It’s a beautiful day, so you haul your bike out of the garage and hop on. There’s just something about riding a bike that can’t be beat. It’s good for the soul. The feeling of the wind on your face seems to blow away your cares and worries. You feel good because you are doing something healthy that is also fun. You’re breathing in more oxygen, which helps you think better and I think more positively. You are the best you that you can be. What’s not to love about that? However, there can be a fly in the ointment if your brakes on your bike aren’t up to snuff.


Have you ever been enjoying a bike ride when one of these things happens? You start going down a hill too fast, so you apply your brakes, but the levers go all the way to the handlebar and you’re still not braking fast enough. You’re coming to a corner and when you try to feather the brakes they lock in and either stop you dead or nearly send you into the ditch? Either of those problems can change a wonderful day riding into an annoying experience. No one wants to spoil a ride by having their brakes not function properly. If either of these things has happened to you, I have a solution. I’m going to show you how to adjust your levers for both safety and confidence.


Adjusting your bikes actual brakes can get tricky; however, adjusting your bike’s brake levers is easy.

The first thing you need to check is the ‘throw’ of your levers. You should be able to pull the levers a little before they engage the brakes. They will need to be adjusted if they engage as soon as you touch the levers. Additionally, they should not require you to pull them all the way to the handlebar. Either of these problems can be adjusted before you get on the bike or while riding.
If the brake lever engages too quickly you need to turn the barrel adjuster inwards until the lever throw gets comfortable. You can also rotate the locking nut if feel it is necessary.

If the brake levers get close to the handlebar when engaged you need to turn the barrel adjuster outward until the brakes engage comfortably. Then rotate the locking nut until it keeps the barrel adjuster stable.

A final point that will make braking your bike smoother and easier on your body is to adjust the brake lever position. Make sure there is no bend in your wrist, up or down, when holding the brake levers. Adjust them so that your wrists are in a straight line emanating from your shoulder. Adjusting the angle of the lever is easy, just loosen the 5mm Allen bolt on the bottom of the lever and move it into place, then re-tighten the bolt. Voila!
That's all you need to do to get your brake levers adjusted properly. To learn about adjusting your actual brakes go to our brake adjustment page.

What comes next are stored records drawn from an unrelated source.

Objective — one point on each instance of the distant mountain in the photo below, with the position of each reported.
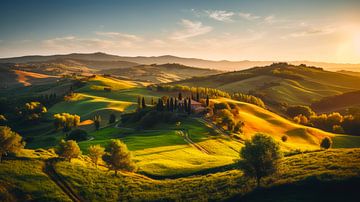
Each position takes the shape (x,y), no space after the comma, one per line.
(337,102)
(352,73)
(194,62)
(159,73)
(281,84)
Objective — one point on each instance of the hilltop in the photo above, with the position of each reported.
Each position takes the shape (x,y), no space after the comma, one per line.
(281,83)
(159,73)
(223,65)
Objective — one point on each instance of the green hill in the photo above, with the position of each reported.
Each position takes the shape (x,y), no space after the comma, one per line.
(25,178)
(281,83)
(159,73)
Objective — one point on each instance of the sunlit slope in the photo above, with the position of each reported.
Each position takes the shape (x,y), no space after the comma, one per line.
(159,73)
(259,120)
(16,78)
(281,83)
(92,99)
(163,151)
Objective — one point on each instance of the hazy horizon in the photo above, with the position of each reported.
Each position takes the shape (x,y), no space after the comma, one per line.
(274,30)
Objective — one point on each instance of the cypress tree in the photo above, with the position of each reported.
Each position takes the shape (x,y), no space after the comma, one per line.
(168,104)
(143,104)
(207,100)
(189,106)
(180,96)
(197,95)
(139,103)
(171,104)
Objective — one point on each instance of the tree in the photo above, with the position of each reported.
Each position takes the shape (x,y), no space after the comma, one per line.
(112,119)
(189,106)
(180,96)
(118,157)
(326,143)
(197,95)
(139,103)
(68,149)
(66,121)
(284,138)
(260,156)
(172,104)
(10,141)
(78,135)
(97,121)
(207,101)
(95,153)
(143,103)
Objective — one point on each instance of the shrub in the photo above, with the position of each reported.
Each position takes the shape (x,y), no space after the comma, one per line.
(68,149)
(10,141)
(338,129)
(95,153)
(260,157)
(78,135)
(118,157)
(293,111)
(284,138)
(326,143)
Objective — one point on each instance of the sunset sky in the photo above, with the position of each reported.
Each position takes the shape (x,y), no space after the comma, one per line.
(282,30)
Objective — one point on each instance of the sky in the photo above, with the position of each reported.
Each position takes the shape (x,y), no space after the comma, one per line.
(276,30)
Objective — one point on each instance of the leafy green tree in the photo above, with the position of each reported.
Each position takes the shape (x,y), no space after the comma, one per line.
(95,153)
(112,119)
(68,149)
(3,119)
(326,143)
(118,157)
(10,141)
(97,121)
(180,96)
(207,101)
(66,121)
(260,157)
(143,103)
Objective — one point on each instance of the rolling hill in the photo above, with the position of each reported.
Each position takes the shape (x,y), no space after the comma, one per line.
(159,73)
(337,103)
(223,65)
(281,83)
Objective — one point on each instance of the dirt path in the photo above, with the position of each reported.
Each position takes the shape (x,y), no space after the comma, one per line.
(54,176)
(187,139)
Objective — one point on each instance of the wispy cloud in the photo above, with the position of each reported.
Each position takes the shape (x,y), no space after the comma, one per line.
(248,16)
(310,31)
(119,35)
(190,29)
(221,15)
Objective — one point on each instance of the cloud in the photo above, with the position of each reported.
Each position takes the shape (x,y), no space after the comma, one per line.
(248,16)
(190,29)
(119,35)
(219,15)
(270,19)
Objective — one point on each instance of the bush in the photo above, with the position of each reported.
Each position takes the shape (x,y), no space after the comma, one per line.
(260,157)
(284,138)
(326,143)
(293,111)
(78,135)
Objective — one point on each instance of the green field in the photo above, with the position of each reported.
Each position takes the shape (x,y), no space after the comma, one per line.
(322,167)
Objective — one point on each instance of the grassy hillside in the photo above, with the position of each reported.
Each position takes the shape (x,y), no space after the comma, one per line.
(12,78)
(296,172)
(337,102)
(159,73)
(281,83)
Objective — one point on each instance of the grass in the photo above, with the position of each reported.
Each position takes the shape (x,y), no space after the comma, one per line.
(24,180)
(164,152)
(324,166)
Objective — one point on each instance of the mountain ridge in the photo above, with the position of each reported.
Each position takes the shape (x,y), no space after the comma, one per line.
(195,62)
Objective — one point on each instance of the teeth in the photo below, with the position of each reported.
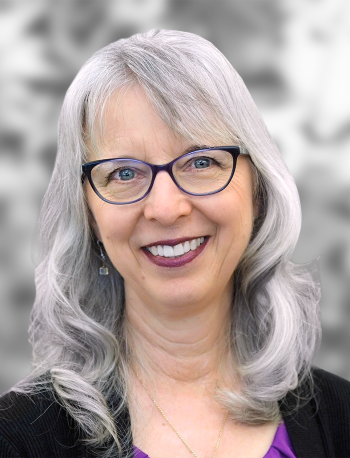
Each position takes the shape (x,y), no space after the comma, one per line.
(179,250)
(167,251)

wrist bent proper brake leversg

 

The picture below illustrates a problematic position for the brake levers. The wrists are bent down too far. This not only will be uncomfortable, it creates the risk of long term injury for the rider. To correct this problem you need to loosen the 5mm bolt attached to the handlebars and rotate the brake levers up until the rider’s wrists are in a straight line from the shoulders.

wrist bent down on brake levers

 

 

There are different methods for adjusting the throw of the brake levers, but it all comes down to rider preference. Stick with a position you find comfortable. Adjusting the throw is easy, just use the barrel adjuster at the end of the brake lever to adjust the lever engagement.
Have any questions? Drop me an email at yanL@downtube.com.

Happy riding!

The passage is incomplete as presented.